高齢者ほど貯蓄額が高い問題は、ここ最近の話ではありません。私の知る限り、バブル時代の1980年代には日本の重大な経済問題として取り上げられていました。この問題の根本原因には、日本の年功序列賃金制度があります。年次が上になるほど高賃金になりますが、高齢になるほどお金を使うわけではありません。むしろ、子どもが親元を離れたら、家計消費は減るはずなのに、それに見合うだけの賃金減少はありません。だから、高齢者ほど貯蓄額や資産額が上昇します。
また、年功序列賃金制度は、公的年金制度同様、人口ピラミッドが三角形の時はいいのですが、そうでないと維持するのは難しいです。高齢者は若者より能力が高く、価値のある仕事をしているとは限らないからです。まして、現在のように人口ピラミッドが逆三角形になってまで年功序列が一般的なのは、明らかに無理があります。

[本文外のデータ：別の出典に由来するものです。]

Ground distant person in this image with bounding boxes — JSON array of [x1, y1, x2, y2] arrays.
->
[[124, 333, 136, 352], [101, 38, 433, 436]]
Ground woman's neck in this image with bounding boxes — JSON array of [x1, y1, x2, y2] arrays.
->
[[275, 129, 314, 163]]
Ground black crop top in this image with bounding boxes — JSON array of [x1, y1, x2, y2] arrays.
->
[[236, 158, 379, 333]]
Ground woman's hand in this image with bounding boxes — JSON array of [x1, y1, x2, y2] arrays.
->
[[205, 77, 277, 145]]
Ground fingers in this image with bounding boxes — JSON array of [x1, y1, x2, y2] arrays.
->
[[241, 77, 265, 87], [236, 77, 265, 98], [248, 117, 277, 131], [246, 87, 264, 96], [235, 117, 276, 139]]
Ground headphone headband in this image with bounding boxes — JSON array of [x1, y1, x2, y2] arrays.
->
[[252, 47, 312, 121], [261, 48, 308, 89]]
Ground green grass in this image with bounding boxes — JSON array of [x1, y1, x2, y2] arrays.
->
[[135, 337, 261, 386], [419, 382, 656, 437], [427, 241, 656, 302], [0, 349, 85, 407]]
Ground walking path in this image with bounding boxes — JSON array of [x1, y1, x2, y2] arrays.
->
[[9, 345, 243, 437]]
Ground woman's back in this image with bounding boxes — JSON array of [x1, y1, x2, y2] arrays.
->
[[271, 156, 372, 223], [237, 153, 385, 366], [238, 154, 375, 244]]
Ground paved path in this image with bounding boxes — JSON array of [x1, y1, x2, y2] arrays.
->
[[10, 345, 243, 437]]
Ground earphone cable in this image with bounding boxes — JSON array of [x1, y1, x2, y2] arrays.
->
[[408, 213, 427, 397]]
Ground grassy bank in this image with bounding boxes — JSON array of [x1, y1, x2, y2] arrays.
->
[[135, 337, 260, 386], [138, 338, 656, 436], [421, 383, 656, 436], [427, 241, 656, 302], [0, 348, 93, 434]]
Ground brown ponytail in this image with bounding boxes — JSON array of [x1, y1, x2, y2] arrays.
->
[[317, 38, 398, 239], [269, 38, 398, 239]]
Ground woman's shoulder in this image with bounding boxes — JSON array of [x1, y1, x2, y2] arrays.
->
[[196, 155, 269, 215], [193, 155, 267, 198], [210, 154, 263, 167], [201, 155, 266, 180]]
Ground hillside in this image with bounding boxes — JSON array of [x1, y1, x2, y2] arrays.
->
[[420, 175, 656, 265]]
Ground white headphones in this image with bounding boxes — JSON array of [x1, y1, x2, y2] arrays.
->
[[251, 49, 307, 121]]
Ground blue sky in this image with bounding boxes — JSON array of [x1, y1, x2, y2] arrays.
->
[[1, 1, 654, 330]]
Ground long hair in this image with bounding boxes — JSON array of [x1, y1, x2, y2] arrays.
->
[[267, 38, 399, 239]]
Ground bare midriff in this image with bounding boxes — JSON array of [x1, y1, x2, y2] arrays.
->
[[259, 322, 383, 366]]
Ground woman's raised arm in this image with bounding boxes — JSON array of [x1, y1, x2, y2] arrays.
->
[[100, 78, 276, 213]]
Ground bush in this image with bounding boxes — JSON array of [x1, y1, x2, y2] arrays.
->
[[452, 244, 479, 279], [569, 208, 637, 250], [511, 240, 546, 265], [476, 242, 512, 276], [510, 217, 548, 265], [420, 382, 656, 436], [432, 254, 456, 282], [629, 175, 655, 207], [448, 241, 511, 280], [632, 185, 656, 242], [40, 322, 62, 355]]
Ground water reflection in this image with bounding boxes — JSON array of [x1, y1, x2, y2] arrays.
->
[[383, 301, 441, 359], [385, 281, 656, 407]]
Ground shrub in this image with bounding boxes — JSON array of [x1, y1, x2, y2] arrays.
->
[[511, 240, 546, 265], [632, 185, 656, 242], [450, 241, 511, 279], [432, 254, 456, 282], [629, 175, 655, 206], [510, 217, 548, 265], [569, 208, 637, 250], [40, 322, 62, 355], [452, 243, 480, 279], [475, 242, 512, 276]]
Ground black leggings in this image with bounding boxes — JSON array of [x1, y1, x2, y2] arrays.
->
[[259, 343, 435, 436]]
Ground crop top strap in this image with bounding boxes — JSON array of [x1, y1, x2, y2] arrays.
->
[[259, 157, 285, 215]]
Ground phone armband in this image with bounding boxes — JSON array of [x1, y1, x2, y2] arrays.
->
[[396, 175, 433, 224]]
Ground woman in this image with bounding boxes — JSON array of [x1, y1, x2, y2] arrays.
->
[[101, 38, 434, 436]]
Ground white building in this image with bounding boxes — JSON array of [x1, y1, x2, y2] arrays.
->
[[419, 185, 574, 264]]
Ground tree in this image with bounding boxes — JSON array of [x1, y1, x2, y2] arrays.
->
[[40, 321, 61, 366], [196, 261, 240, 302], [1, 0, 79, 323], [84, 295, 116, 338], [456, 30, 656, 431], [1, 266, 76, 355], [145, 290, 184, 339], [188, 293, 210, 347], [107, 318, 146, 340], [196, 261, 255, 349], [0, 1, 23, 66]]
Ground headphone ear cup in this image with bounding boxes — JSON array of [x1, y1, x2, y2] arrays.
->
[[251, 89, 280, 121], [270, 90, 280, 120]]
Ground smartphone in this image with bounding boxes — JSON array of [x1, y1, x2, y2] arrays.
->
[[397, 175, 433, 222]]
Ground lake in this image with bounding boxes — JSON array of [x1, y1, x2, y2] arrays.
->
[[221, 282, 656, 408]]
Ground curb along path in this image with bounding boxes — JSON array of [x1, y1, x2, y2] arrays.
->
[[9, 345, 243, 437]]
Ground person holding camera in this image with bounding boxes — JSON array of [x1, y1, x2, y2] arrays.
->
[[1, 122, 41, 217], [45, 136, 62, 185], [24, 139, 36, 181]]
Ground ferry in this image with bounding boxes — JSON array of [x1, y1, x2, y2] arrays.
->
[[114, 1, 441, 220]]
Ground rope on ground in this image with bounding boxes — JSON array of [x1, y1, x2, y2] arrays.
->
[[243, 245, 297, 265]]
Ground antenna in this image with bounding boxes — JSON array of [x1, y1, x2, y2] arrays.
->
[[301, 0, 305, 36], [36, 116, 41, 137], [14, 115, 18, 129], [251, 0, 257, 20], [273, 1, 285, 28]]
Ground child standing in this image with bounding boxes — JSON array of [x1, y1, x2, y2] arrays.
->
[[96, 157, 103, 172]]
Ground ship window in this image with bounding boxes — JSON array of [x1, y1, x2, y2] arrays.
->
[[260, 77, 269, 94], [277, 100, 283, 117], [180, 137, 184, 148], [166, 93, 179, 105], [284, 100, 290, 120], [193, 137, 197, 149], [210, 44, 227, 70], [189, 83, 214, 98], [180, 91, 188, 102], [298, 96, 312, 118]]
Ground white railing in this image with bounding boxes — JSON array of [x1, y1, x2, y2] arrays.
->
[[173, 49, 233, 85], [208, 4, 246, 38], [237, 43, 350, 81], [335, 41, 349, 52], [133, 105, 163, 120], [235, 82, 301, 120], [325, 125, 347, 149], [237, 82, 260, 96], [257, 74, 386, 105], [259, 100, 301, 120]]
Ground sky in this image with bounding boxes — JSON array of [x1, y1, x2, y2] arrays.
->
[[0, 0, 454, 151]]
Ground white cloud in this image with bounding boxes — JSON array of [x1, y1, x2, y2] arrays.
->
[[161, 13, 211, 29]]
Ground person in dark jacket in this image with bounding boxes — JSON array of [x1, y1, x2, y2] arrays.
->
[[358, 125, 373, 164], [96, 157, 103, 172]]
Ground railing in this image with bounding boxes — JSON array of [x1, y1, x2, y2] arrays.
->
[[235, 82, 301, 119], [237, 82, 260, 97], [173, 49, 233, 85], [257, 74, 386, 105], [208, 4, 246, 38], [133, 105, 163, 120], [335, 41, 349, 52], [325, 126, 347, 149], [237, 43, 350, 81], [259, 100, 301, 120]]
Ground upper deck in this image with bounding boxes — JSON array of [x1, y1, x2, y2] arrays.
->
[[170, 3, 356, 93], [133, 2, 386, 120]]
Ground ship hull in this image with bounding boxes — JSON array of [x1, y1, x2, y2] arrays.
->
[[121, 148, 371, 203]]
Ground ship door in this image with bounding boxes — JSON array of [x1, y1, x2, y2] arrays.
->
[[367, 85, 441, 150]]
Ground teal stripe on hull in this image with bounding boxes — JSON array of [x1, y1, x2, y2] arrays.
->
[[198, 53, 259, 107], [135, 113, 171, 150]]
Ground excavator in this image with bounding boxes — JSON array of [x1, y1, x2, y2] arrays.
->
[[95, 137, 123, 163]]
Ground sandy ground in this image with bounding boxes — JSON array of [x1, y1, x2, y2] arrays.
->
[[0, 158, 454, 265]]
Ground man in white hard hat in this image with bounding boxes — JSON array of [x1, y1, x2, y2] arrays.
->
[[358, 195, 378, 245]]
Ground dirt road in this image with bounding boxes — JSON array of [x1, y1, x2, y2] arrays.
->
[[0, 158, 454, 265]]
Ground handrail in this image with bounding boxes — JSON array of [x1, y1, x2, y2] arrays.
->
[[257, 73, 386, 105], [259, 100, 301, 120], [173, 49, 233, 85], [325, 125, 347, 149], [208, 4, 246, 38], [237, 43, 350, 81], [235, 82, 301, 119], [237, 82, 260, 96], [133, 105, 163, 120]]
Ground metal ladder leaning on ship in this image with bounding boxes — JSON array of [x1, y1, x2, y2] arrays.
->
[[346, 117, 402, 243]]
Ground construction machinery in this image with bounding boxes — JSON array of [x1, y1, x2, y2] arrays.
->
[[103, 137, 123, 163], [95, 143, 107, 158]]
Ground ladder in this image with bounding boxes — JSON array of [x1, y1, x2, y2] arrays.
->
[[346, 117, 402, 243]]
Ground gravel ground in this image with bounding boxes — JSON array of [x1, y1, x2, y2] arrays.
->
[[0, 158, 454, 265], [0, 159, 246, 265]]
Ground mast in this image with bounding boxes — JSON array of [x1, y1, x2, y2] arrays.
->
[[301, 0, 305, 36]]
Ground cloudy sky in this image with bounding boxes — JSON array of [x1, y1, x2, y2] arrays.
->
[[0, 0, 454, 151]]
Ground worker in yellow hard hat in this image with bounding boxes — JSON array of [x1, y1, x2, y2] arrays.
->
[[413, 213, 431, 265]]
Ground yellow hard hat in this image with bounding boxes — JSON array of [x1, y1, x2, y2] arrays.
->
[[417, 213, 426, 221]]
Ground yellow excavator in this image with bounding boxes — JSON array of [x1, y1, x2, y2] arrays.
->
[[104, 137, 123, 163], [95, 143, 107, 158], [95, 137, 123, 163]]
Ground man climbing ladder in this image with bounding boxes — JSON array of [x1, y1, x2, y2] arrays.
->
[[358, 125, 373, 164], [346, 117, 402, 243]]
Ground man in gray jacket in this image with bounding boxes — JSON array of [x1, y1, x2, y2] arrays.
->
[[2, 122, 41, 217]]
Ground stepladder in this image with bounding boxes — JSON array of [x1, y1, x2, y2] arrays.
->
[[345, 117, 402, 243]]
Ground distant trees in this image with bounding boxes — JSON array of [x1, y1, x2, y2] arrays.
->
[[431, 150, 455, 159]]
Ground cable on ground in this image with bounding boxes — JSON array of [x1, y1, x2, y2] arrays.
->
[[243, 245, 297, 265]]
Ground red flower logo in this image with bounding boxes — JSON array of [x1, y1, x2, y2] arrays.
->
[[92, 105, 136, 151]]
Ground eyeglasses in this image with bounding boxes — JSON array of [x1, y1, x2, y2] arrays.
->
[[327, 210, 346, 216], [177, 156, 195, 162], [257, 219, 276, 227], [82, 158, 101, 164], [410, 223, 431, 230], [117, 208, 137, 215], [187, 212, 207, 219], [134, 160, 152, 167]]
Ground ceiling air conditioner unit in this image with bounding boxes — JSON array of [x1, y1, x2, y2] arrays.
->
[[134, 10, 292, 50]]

しかし、濱口桂一郎氏が「新しい労働社会」(岩波新書)などで繰り返し述べているように、日本企業を年功序列賃金制度から職務能力賃金制度に移行させようと、厚労省は何十年間も活動していますが、一向に成功していません。実際、日本を少しでも知る人なら、年功序列賃金制度の解体が容易でないことは理解できるでしょう。儒教文化、長幼の序の意識、先輩後輩の上下関係などは日本のあらゆる社会の行動規範になっていたりします。
日本人の骨の髄まで浸透した年功序列の価値観を変えるためには、制度面から大胆に変える他ないと思います。その必要性と改革案をこれからの記事に書いていきます。